Whether for spreading, cooking or baking, margarine and butter have been cohabitating in our kitchens for decades.
By Daniel Scholes
Whether for spreading, cooking or baking, margarine and butter have been cohabitating in our kitchens for decades. While consumption patterns have ebbed and flowed over the years, margarine continues to hold its place as a healthy, spreadable and affordable alternative to butter.
The origins of margarine date back to 1813, when French scientist Michel Eugene Chevreul discovered a new fatty acid he coined acide margarique – from the Greek word margarites meaning “pearly” – to describe the pearl-like deposits it contained. Many years later French chemist Hippolyte Mège-Mouriès would develop a cheap butter substitute which he patented as Oleomargarine.
Over the centuries since, margarine’s existence has been an uphill battle of sorts. Dairy farmers have never been too pleased at the availability of an affordable butter substitute. In fact, margarine was banned in Canada until 1948, and until 1961 in Quebec.
Laws around margarine became the domain of provincial governments in 1950, and largely focused on colour restrictions. Dairy lobbyists argued that yellow margarine was fraudulently masquerading as butter, so in some provinces margarine had to be coloured a very bright yellow, while in others it was sold colourless – a rule which remained in place in Quebec until 2008.
Despite its history, margarine has managed to carve out a competitive place in the Canadian shopping cart. We recently asked 50 females between the ages of 25 and 54 from the Greater Toronto Area to evaluate four unidentified brands of margarine which they self-spread on a piece of bread for tasting.
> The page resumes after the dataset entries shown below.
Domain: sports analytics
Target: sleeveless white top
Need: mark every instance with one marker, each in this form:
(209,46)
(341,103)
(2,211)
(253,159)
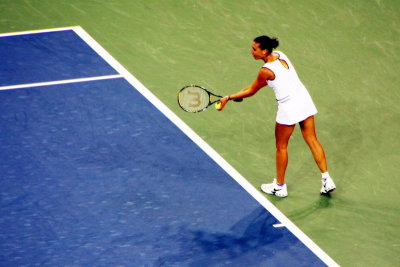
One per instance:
(294,101)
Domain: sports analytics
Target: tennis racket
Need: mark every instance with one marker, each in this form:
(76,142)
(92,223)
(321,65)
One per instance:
(195,98)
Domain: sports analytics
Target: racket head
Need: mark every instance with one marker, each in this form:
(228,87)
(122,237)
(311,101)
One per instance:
(194,98)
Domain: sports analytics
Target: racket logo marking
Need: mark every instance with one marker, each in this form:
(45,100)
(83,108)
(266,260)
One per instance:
(195,100)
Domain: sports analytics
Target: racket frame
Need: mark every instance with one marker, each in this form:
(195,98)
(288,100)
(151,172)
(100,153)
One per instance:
(210,94)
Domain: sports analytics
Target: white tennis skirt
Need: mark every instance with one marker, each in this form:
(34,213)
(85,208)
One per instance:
(293,110)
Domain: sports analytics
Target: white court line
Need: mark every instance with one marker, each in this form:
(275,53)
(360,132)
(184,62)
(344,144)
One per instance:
(284,221)
(35,32)
(88,79)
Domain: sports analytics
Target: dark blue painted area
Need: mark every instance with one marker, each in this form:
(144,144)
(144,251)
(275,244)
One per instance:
(93,175)
(48,57)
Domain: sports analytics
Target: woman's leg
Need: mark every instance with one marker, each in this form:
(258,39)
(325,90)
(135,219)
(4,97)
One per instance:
(282,136)
(308,130)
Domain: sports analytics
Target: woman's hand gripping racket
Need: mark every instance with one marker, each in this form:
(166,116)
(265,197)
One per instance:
(196,98)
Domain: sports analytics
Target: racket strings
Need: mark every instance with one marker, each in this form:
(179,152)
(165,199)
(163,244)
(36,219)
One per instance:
(193,99)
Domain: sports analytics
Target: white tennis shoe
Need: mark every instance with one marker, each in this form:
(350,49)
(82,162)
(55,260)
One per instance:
(327,186)
(275,189)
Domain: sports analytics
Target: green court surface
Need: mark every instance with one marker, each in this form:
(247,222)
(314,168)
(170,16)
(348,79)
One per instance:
(346,53)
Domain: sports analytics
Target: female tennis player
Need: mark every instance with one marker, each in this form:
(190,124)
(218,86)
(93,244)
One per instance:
(294,106)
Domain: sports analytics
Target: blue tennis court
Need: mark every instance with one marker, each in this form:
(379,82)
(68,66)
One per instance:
(95,173)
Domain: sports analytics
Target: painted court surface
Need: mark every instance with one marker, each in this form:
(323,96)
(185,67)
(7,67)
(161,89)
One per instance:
(96,171)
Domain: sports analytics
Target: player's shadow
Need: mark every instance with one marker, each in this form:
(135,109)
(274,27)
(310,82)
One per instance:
(254,233)
(324,202)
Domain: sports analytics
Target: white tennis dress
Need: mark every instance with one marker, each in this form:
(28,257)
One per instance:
(294,101)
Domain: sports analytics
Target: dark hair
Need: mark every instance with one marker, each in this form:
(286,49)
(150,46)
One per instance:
(267,42)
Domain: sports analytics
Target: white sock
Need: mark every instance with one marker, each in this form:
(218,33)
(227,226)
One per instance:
(325,175)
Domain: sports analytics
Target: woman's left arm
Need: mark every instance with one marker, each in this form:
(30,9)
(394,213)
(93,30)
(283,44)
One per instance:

Participants were asked to evaluate the appearance, flavour and texture of the margarines.
Among our taste testers, close to 80 per cent claimed to be regular purchasers of both margarine and butter, with margarine accounting for an average of 58 per cent of their cumulative last 10 purchases. When probed on their main reasons for buying margarine instead of butter, one third stated affordability, while one third claimed it was due to the ease of spreading. The remainder was split among reasons related to health, taste or utility for cooking.
Soft & sweet
The battle between our four brands of margarine resulted in a split between two strong performers and two weaker ones. The winning brands tended to stand apart, with more enhanced flavour profiles that were slightly sweeter and saltier. Our winners were also rated as very soft and spreadable, which not surprisingly was a key driver of likeability in this category. There were no significant differences in the taste and textural profiles between our two winning brands, but appearance did play a large role in determining a winning spread in this category.
One of the more differentiating aspects was appearance – both in terms of the colour and degree of shininess. The colours of our four contenders ranged from a whitish hue to varying shades of light yellow. Two of our brands had much more appealing looks than the other two in all aspects, including colour, shininess and naturalness. The margarine with the darkest yellow was preferred, while there were few fans of the whitest spread. The darkest yellow margarines were also directionally rated the most natural, revealing an interesting misnomer – consumers may believe that a darker margarine is more natural because its colour is more akin to butter. One brand was significantly glossier than the other three, which most participants did not find appealing.
Spread the word
Margarine has a well-established footprint in the dairy sections of Canadian grocery stores as it continues to meet the need for a more affordable and spreadable butter substitute. But as a result of years of regionally driven regulatory barriers, consumer expectations of margarine are dogged by regional influences. So in Quebec, a white-coloured margarine may be considered the norm, while a softer, glossier yellow margarine may be preferable in Ontario. This is a liability for margarine manufacturers, especially in contrast to the universally identifiable and consistent profile of butter.
As long-standing regulatory pressures subside, a universally accepted profile for margarine may continue to emerge. Consumers will continue to seek out more affordable and spreadable butter substitutes, and the best margarine profiles will end up with the greatest share of the proverbial bread.